The visitor would walk down to our back door, raise their hand to knock, and she would have them in the back of the leg. They wouldn't have seen her coming and sometimes they didn't see her going, but they would be well bitten.

Smut came with me down the lane one day to post a letter, popped her head out to see what was coming, and was clipped by a lorry going too fast and cutting the corner.

I'd bought her at three years old from a man who bred working sheepdogs as part of his living. She had conceived twice, but each time had only one large pup which had to be removed by Caesarean.

I kept sheep then, which was why I bought her. She was full of work, but there was some- thing missing, it wasn't quite working.

I'd take her into the field where the sheep were and she would go down in to it half- crouch like a coiled spring. I would tell her to come by.

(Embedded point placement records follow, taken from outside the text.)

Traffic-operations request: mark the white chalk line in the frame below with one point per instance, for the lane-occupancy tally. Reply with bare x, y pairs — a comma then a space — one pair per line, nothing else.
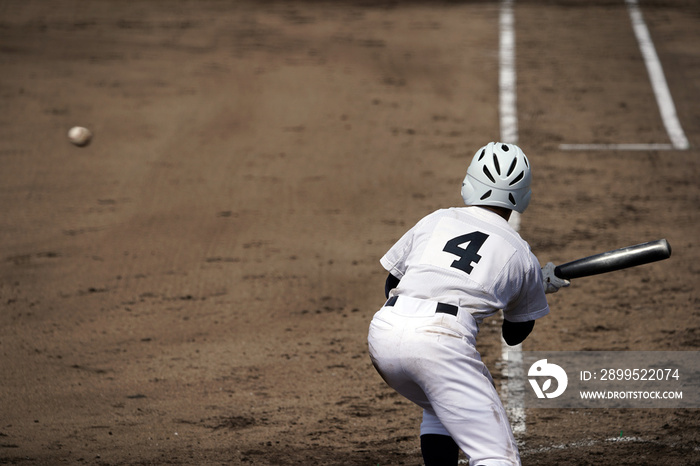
512, 389
506, 77
588, 443
620, 147
661, 91
657, 77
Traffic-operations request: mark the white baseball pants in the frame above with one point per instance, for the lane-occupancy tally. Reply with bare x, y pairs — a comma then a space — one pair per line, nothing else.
431, 359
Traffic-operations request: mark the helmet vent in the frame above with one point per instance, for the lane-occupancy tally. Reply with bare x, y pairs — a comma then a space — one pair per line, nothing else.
496, 164
517, 178
512, 166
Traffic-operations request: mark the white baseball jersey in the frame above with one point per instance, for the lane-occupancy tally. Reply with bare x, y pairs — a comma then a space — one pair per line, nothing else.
472, 258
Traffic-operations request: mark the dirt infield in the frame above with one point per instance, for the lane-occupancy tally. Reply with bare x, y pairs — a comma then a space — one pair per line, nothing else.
194, 287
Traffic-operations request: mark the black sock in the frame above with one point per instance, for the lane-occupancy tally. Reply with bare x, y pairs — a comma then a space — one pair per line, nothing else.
439, 450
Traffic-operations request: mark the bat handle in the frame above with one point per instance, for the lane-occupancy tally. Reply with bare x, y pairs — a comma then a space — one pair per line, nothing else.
558, 272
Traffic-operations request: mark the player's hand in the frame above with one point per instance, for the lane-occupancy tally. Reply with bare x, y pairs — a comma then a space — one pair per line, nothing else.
551, 282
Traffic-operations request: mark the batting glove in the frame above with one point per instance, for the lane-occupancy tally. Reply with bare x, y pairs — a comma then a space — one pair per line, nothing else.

She would look at me, I would look at her and nothing would happen. So I would run around the sheep and she would run with me. Eventually we would gather them – after a fashion.

There used to be something called the Agricultural Training Board and it held sheepdog training classes, so I enrolled Smut and I.

We went along and they had a field laid out with hurdles and a pen, just like they do at trials. There were about ten of us there and one by one we had to take our dog forward to the instructor. As a morning out, it was great entertainment because most of the dogs were good farm dogs, but few knew anything about working right or left.

Eventually it was our turn; the teacher was an electrician who had trialled dogs for years. "Now Roger, tell me about your little bitch." So I did, very much as I have told it to you here, except the bit about biting visitors.

"I know the man you bought it off and he bought if off so-and-so and it was bred out of this and is related to that", and so on.

"She's a well-bred bitch and full of work, just look at her." And there she was crouched down totally focused on the 10 sheep under the hedge at the other end of the field.

"Do you mind if I try her out?"

"Not at all."

"Because the reason she isn't working properly for you is because she is Welsh- speaking and you are not."

He took her out and she put those sheep through the hurdles and penned them just like you see on the TV.

My mouth was wide open. Four or five words of Welsh, and Smut and I were a good team.

A friend of mine was on next. He had a big rough farm dog who was obviously enjoying the day out and tried to make love to all the other dogs, regardless of gender.

After the preliminaries, he set off towards the sheep, at what is best described as an enthusiastic trot, passed a clump of nettles and turned back to "mark" them, then went on his way, but a bit slower than before, all the time his tail wagging vigorously.

He was still a fair way from the sheep when the instructor said: "As your dog went down the field he was wagging his tail.

"Wagging the tail is not a subconscious action. It takes a message from the brain to wag a tail and after your dog has wagged his tail, well, he hasn't got that much brain left to work sheep."